几个世纪以来，酵母菌在酒精饮料和烘焙业中发挥了不可替代的作用。在过去几十年中，酿酒酵母菌已成为工业化生产酒精和其他有价值化学品的首选生物，也是现代遗传学和基因组学兴起的模式生物。当今的啤酒酿造业面临着传统啤酒消费减少和消费者对新啤酒风格、口味和香味的需求增加的挑战。目前使用的酿酒菌株数量及其遗传多样性还很有限，而实施更多的遗传和表型变异被视为应对市场挑战的一种解决方案。这就需要对现有的生产菌株进行改良，或从其他环境（如工业或野生栖息地）中引入新型菌株到酿造业中。由于许多国家的法律规定以及客户对转基因生物的负面看法，食品和饮料的生产需要非转基因生产生物，而开发非转基因生产生物既困难又耗时。

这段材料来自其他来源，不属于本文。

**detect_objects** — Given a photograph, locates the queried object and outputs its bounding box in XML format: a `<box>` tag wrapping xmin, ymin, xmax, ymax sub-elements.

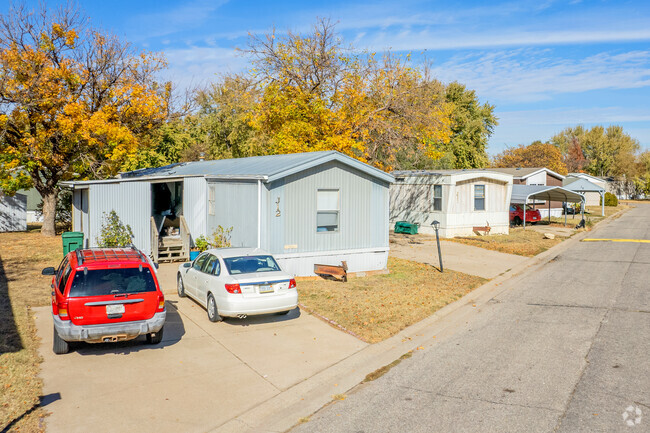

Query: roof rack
<box><xmin>75</xmin><ymin>244</ymin><xmax>147</xmax><ymax>266</ymax></box>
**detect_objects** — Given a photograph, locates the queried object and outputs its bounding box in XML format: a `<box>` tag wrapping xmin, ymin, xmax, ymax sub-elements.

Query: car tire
<box><xmin>147</xmin><ymin>326</ymin><xmax>165</xmax><ymax>344</ymax></box>
<box><xmin>176</xmin><ymin>274</ymin><xmax>187</xmax><ymax>298</ymax></box>
<box><xmin>52</xmin><ymin>327</ymin><xmax>70</xmax><ymax>355</ymax></box>
<box><xmin>207</xmin><ymin>293</ymin><xmax>223</xmax><ymax>322</ymax></box>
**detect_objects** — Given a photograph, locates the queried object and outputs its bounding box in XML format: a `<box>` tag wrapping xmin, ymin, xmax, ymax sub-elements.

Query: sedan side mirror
<box><xmin>41</xmin><ymin>266</ymin><xmax>55</xmax><ymax>275</ymax></box>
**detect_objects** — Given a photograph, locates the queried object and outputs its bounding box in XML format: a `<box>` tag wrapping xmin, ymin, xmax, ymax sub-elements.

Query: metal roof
<box><xmin>67</xmin><ymin>150</ymin><xmax>394</xmax><ymax>185</ymax></box>
<box><xmin>391</xmin><ymin>168</ymin><xmax>497</xmax><ymax>177</ymax></box>
<box><xmin>563</xmin><ymin>178</ymin><xmax>605</xmax><ymax>194</ymax></box>
<box><xmin>490</xmin><ymin>167</ymin><xmax>564</xmax><ymax>179</ymax></box>
<box><xmin>510</xmin><ymin>185</ymin><xmax>585</xmax><ymax>203</ymax></box>
<box><xmin>567</xmin><ymin>173</ymin><xmax>607</xmax><ymax>183</ymax></box>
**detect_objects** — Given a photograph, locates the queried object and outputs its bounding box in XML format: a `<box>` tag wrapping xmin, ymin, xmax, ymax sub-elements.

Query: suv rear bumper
<box><xmin>52</xmin><ymin>311</ymin><xmax>167</xmax><ymax>343</ymax></box>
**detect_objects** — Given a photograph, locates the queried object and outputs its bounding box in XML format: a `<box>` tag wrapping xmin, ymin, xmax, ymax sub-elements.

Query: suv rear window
<box><xmin>68</xmin><ymin>267</ymin><xmax>156</xmax><ymax>298</ymax></box>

在此，我们应用 FIND-IT（通过数字 PCR 快速鉴定核苷酸变体）这一超快基因组挖掘方法来分离具有不同风味特征的新型酵母变体。FIND-IT 方法结合了随机诱变、液滴数字 PCR 和针对特定所需突变的探针，以及突变克隆的子分离。这种方法可以有针对性地鉴定和分离出特定的突变菌株，这些菌株不再产生特定的风味和异味，并且/或者菌株的新陈代谢发生了变化。我们证明，该技术可用于鉴定非相关工业品系和野生品系中不同倍性的功能缺失或功能增益突变。在没有其他表型选择的情况下，该技术可与标准育种技术一起作为一种现代工具，促进（酿酒）酵母菌株的改良，从而实现产品组合的多样化。

本文章由计算机程序翻译，如有差异，请以英文原文为准。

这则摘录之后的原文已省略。